En revanche, à partir du chapitre 5 le style devient plus fluide, plus dynamique et les maladresses se font plus rares.
- Dernier point, les répétitions. Elles sont plutôt nombreuses et souvent dans la même phrase. Exemple : « Après avoir regardé le numéro de ma place sur une affiche, je prends place. » Là encore une relecture attentive devrait en venir à bout.
- Quelle est la cible ?
Il semble y avoir un gros décalage dans le livre. Bérénice semble faire preuve au quotidien d'une grande immaturité. Ses relations avec sa mère, avec ses « camarades », sa façon de s'exprimer, son univers intellectuel... Tout semble décrire une fille de moins de dix-huit ans. Quinze ans peut-être... Il est difficile de croire qu'elle est étudiante à l'université. Un exemple frappant : quand elle aborde Maël en cours et qu'ils s'échangent des petits mots, ses deux premières questions sont « Comment tu t'appelles ? » et « Tu as quel âge ? ». Ce ne sont pas vraiment les premières questions que l'on pose pour aborder quelqu'un lorsqu'on a 18 ou 19 ans.

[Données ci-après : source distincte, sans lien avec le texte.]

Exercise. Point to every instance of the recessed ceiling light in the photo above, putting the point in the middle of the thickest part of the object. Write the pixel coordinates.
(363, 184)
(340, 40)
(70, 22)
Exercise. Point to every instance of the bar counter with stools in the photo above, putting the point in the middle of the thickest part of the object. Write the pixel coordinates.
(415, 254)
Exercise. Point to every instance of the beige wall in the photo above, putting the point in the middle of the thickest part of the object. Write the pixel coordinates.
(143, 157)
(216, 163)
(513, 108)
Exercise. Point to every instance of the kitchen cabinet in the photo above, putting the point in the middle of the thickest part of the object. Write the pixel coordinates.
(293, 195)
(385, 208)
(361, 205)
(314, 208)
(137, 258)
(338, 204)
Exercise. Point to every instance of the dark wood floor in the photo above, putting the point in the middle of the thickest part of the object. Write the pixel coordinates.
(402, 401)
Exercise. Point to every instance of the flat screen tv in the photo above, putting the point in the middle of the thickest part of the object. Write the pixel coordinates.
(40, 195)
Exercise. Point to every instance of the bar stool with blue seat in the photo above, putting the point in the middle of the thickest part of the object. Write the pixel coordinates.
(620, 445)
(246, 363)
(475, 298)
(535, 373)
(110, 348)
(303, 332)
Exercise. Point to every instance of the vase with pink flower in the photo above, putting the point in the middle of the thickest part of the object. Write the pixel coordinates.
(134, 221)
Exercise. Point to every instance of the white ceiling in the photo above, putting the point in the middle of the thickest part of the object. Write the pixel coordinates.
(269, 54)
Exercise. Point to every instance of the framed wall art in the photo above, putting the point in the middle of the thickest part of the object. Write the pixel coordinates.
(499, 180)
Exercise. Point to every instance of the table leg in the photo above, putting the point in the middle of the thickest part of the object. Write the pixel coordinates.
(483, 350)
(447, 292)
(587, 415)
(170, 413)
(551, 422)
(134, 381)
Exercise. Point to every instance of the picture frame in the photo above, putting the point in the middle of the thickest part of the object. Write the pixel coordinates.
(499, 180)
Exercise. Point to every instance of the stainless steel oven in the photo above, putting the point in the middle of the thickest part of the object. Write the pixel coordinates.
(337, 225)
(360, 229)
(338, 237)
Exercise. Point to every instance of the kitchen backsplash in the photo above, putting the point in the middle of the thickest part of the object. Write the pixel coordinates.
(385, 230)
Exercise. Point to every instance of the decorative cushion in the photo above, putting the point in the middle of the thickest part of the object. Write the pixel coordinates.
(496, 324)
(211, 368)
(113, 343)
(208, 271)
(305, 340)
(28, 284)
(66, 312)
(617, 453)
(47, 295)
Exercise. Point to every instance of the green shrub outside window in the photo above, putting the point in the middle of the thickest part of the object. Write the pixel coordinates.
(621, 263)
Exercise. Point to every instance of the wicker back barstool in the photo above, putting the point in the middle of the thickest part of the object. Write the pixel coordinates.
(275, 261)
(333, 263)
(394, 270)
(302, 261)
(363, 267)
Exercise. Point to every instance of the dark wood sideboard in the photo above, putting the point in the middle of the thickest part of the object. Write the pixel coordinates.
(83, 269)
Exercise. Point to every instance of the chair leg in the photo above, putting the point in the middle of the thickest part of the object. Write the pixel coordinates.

Cette impression est renforcée par la simplicité et la naïveté du style. Ce qui amène à deux remarques :
- Ce roman n'est pas destiné à un public adulte mais à des adolescents. Est-ce la volonté de l'auteure ?
- Dans ce cas, il est souvent préférable que le personnage principal ait le même âge ou presque que le lecteur pour permettre l'identification. Ce qui amène à penser que Bérénice devrait être une collégienne ou une jeune lycéenne plutôt qu'une étudiante. Compte tenu de sa personnalité enfantine, il n'y aurait pas grand-chose à changer à son attitude. En revanche, cela implique de revoir les éléments de contexte : peut-être un nouveau lycée (lieu plus propice au harcèlement), un isolement qui peut se produire au sein même de sa propre maison (cela permettrait d'étayer le personnage de la mère, un peu faible), voire un choc initial qui expliquerait mieux ses failles et son basculement dans la dépression (la disparition du père ? Qui n'est ici curieusement jamais abordée).
PLAN D'ACTIONS
Il y a des éléments intéressants dans ce texte et une bonne progression dramatique. Mais pour qu'il soit vraiment abouti, il reste encore beaucoup de travail.
- Il faut impérativement s'interroger sur la cible et rédiger le texte en conséquence. La solution du rajeunissement de l'héroïne semble la plus cohérente et celle qui impliquerait le moins d'aménagements.
- Tout en conservant l'essentiel des éléments exposés, il est nécessaire de pousser plus loin la personnalité de Bérénice. Une piste serait d'illustrer davantage ses difficultés, ajouter des scènes qui la relient au monde, tant dans le registre drôle que dramatique. En revanche ne pas en faire plus sur ces terreurs et ses visions, ce serait de trop.
- Revoir les premières apparitions de la femme à la capuche et bâtir les angoisses de Bérénice sur des faits concrets. Se mettre à sa place et imaginer ce qui peut vraiment faire naître la peur.
- Développer et rallonger la scène de l'hôpital en y introduisant plus de souffrance, de dramaturgie. La guérison doit être progressive pour être crédible.
- L'auteure doit lire et relire son texte pour éliminer les fautes, répétitions et maladresses. Les erreurs systématiques de conjugaison semblent en revanche venir d'un manque de maîtrise des règles. Il serait bon de se faire aider pour une correction du manuscrit.